Jean Kaweskars : La police doit être imaginative en les aspergeant de liquide puant, poisseux et indélébile. ça calmera vite ces petits fachos.

Biosphere : Il est vraiment inquiétant de voir cette agressivité renouvelée contre des militant en lutte contre le réchauffement climatique… Il n’y a aucune argumentation, seulement la volonté de faire taire toute voix discordante et pourtant légitime. Rappelons que les actions dures des écolos sont souvent traitées par la justice, mais que si on a raison au fond, on peut transforme le procès en procès politique, en procès contre l’inaction écologique des gouvernements .

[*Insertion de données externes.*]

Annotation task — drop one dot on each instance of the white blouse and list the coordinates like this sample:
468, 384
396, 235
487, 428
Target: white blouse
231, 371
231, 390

Pm42 : Oui, on connaît le discours, il a donné les Brigades Rouges et autres joyeusetés… Et comme toujours, la gauche bourgeoise confortable est fascinée par les extrêmes, la violence, tout ce qui la fait frissonner un peu et lui fait croire qu’elle fait autre chose que de la résistance à la terrasse du Flore (ou ce qui en tient lieu de nos jours).

Biosphere : La similitude entre tous ces commentaires anti-écolos, c’est de défendre la violence de la société thermo-industrielle en laissant croire que ce sont les anti-systèmes qui sont violents. C’est caractéristique de ceux qui sont en faute, ce n’est jamais eux les coupables, c’est toujours les autres.

1 réflexion sur “Transgressons une légalité écocidaire !”

  1. La désobéissance civile pour faire bouger les lignes … Est-ce la bonne solution ?
    Tout dépend du rapport de force. 1 500 manifestants (militants de XR) ça ne pèse rien du tout. C’est que dalle ! Ce genre de numéro donne juste quelques lignes dans les merdias, et en fin de comptes ces «désobéissants» passent pour des tarés, des nazis et j’en passe.
    Ce serait 1,5 million, voire 5 millions, on peut toujours rêver, là ça serait différent. Mais bon. En attendant, casser des vitrines et pisser sur l’Arc de Triomphe pour dire NON à l’Ordre Etabli, et/ou pour dire NON à la hausse des prix, à la retraite à 65 ans etc. etc. ce n’est pas politiquement correct. Ni écologiquement correct. Bref, ça ne se fait pas !
    Par contre, crever des pneus de SUV, ça oui. Misère misère !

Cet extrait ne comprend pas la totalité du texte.